Hardly. A 2011 study sponsored by the World Health Organization showed that America is one of the two most depressed countries in the world. (The other was France, but deep down you knew that). According to news reports, depression rates in America have tripled over the last two decades.
Is that what happens with a successful drug treatment? By any objective measure, Prozac (and like compounds) were a dismal failure. Perhaps that’s why multiple studies have since suggested that antidepressants are no better than placebos (except for some cases of severe depression) – only with harmful side-effects.
No, we haven’t drugged our way out of depression anymore than we have anxiety. I can take the argument that we’re in the “Age of Trauma” – though I disagree – but it’s absurd to say that what distinguishes trauma is that we can’t cure it by taking a little pill.

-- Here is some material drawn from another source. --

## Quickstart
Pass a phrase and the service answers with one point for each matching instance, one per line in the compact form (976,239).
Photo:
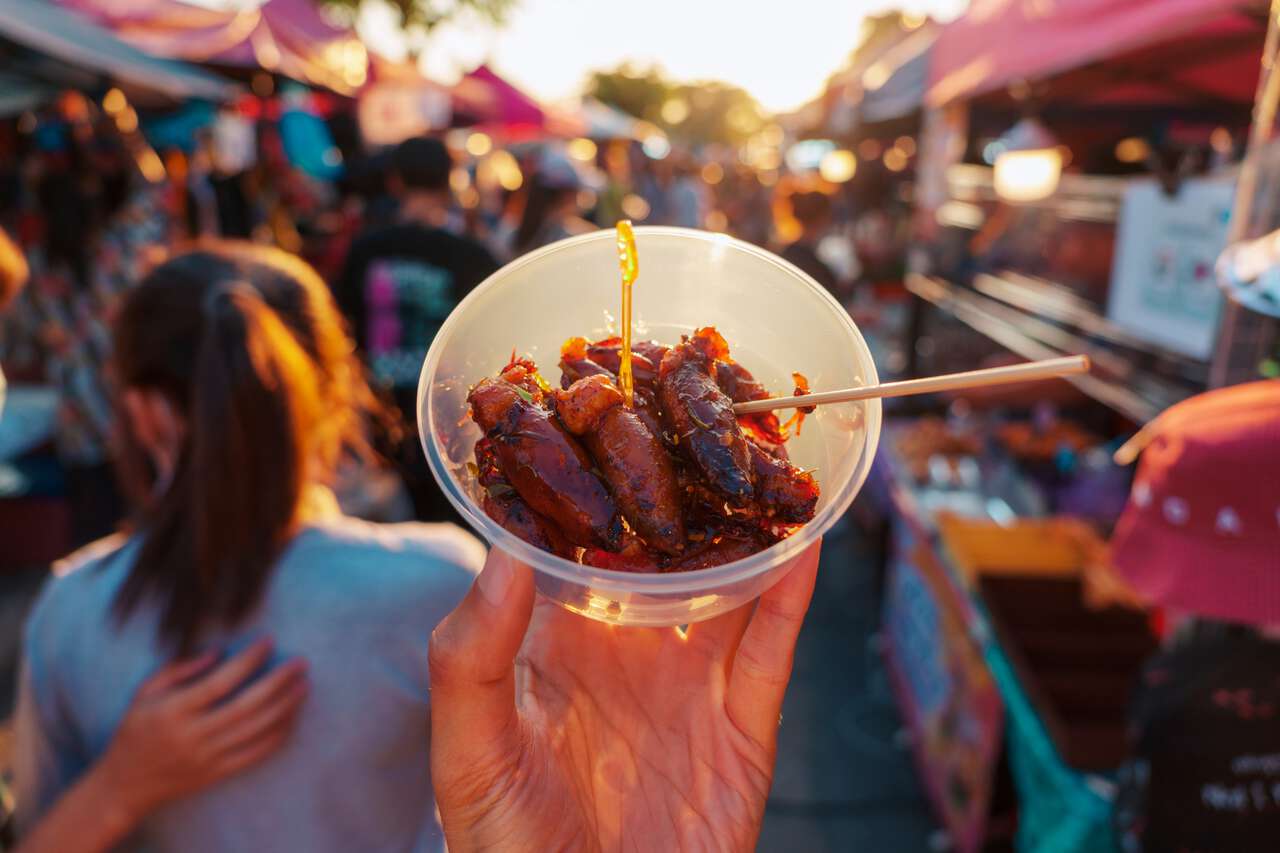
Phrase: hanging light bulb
(1029,165)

As for the idea that every era has an era defining drug, I think the definitive word on that came from Margaret Talbot in the Guardian of London, in an amazing 2009 piece on the off-label use of “neuro-enhancers.” The whole thing’s incredible and well worth the read, but here’s the kicker:
“(I)t’s not the mind-expanding 1960s any more. Every era, it seems, has its own defining drug. Neuroenhancers are perfectly suited to the anxiety of white-collar competition in a floundering economy. And they have a synergistic relationship with our multiplying digital technologies: the more gadgets we own, the more distracted we become and the more we need help in order to focus. The experience that neuroenhancement offers is not, for the most part, about opening the doors of perception, or about breaking the bonds of the self, or about experiencing a surge of genius. It’s about squeezing out an extra few hours to finish those sales figures when you’d really rather collapse into bed; getting a B instead of a B-minus on the final exam in a lecture class where you spent half your time texting; cramming for the GREs (postgraduate entrance exams) at night, because the information-industry job you got after college turned out to be deadening. Neuroenhancers don’t offer freedom. Rather, they facilitate a pinched, unromantic, grindingly efficient form of productivity.”
Be honest: doesn’t that sound way more like us than any drug for PTSD?